New Overnight Developments Abroad: Lehman Sale Considered Imminent

September 12, 2008

Rumors swirling that the Fed and Treasury are helping to shop Lehman Brothers by the weekend.  Washington Mutual also getting watched.

The dollar climbed 1.0% against the Australian dollar and 0.3% versus the yen but is otherwise lower, with drops of 0.9% against the euro, 0.8% against sterling, 0.6% against the kiwi and C-dollar, and 0.3% against the Swiss franc.

Oil rebounded 1.3% to $102.18/barrel as Hurricane Ike nears landfall.  Gold advanced 2.0% to $760.30 per ounce.

The yield on 10-year JGB’s climbed 4 basis points to 1.54% despite a downward revision of 2Q Japanese growth.  European sovereign bond yields up sharply.

Equities are ending a tough week on an up-note.  Asian trading saw the Nikkei rise 0.9% and gains of 1.2% in Thailand, 2.5% in South Korea, 1.9% in Australia, 0.9% in Taiwan and 0.8% in New Zealand.  But India (-2.7%), Vietnam (-4.2%) and Indonesia (-3.5%) suffered further substantial erosion.  In Europe, stocks are higher by 0.8% in Germany, 1.2% in France, 1.1% in Great Britain, 1.0% in Switzerland, and 1.2% in Italy.

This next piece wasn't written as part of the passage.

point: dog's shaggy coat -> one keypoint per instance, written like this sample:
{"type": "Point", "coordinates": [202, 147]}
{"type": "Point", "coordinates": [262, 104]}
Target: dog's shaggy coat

Japanese 2Q growth was revised to -3.0% saar from -2.4% saar.  -3.3% had been expected by street analysts.  Real GDP rose just 0.7% from 2Q07, and the GDP price deflator fell 1.5% over the past year.  Japanese industrial production was revised upward to a gain of 1.3% from 0.9% reported initially.  Capacity usage rose 1.4% in July, and capacity was 0.8% greater.  The solid July-over-June increase left such 0.7% above the 2Q average level.

Industrial output in India rose 7.1% y/y, more than forecast.

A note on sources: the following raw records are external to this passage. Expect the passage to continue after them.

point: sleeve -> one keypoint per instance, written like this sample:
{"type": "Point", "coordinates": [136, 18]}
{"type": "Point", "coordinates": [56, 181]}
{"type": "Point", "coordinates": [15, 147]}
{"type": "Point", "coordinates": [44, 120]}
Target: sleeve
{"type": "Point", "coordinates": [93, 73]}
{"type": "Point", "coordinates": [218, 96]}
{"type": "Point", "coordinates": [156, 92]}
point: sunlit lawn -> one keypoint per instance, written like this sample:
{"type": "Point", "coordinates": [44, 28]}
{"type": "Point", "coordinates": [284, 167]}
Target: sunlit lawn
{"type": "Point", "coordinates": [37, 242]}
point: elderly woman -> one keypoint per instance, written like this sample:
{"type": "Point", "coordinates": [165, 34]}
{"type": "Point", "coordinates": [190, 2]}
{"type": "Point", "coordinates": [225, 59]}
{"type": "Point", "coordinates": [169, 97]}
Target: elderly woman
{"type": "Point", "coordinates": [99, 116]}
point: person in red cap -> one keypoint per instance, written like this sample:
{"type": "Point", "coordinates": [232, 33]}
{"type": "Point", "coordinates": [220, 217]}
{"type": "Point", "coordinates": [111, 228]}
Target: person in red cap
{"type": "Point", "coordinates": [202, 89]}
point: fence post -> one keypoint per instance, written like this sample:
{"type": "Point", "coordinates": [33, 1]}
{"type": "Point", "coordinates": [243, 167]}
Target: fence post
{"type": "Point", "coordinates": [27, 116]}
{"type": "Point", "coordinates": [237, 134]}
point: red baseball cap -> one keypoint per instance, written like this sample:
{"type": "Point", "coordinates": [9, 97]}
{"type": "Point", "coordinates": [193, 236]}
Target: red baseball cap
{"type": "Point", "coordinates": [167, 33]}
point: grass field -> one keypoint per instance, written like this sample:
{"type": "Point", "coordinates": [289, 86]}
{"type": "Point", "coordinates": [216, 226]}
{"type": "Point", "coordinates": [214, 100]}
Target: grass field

New Zealand retail sales fell 0.8% m/m in July, about three times more than had been forecast.  The data were seen justifying this week’s 50-basis point rate cut by New Zealand’s central bank and pointing to more monetary stimulus to come.

The Bank of France projects French growth in 3Q of 0.1%.  Its business sentiment index unexpectedly ticked higher to 94 in August from 92 in July.

Euroland industrial production slid 0.3% m/m in July and fell 1.7% from July 2007.  A 0.7% drop from a year earlier had been anticipated.  Italy announced earlier today that its industrial production fell 1.1% m/m and 3.2% y/y in July.  Sizable monthly declines also occurred in the Netherlands, Germany, and Ireland to offset France’s 1.2% recovery.

Jobs in Euroland rose 1.2% in the year to 2Q08, down from a four-quarter increase of 1.6% in 1Q.  The quarter-on-quarter rise of 0.2% was also smaller.

EU finance ministers met in Nice, after which the group’s leader, Juncker said the slowdown has been more pronounced than expected and is not over.

China reported a bunch of August data.  A drop in on-year industrial production to 12.8% from 14.7% in July was impeded by factory shutdowns for the Olympics, but retail sales growth of 23.2% y/y surprised on the upside.  Yuan lending maintained a brisk pace of 29.3% y/y.  M2 grew 16.0% y/y after 16.4% in July, and M1 slowed more sharply to 11.5% from 14.0%.

Portuguese consumer prices fell 0.5% m/m but rose 3.0% y/y in August.  Swedish GDP in 2Q was flat from 1Q and up just 0.6% y/y.  French harmonized consumer prices slid 0.1% m/m in August, cutting the 12-month pace of climb by a half-percentage point to 3.5%.

Peru became the latest emerging market to have a central bank rate hike.  Such rose 25 basis points to 6.5%.  Pakistani CPI inflation accelerated to 25.3%, most in 30 years.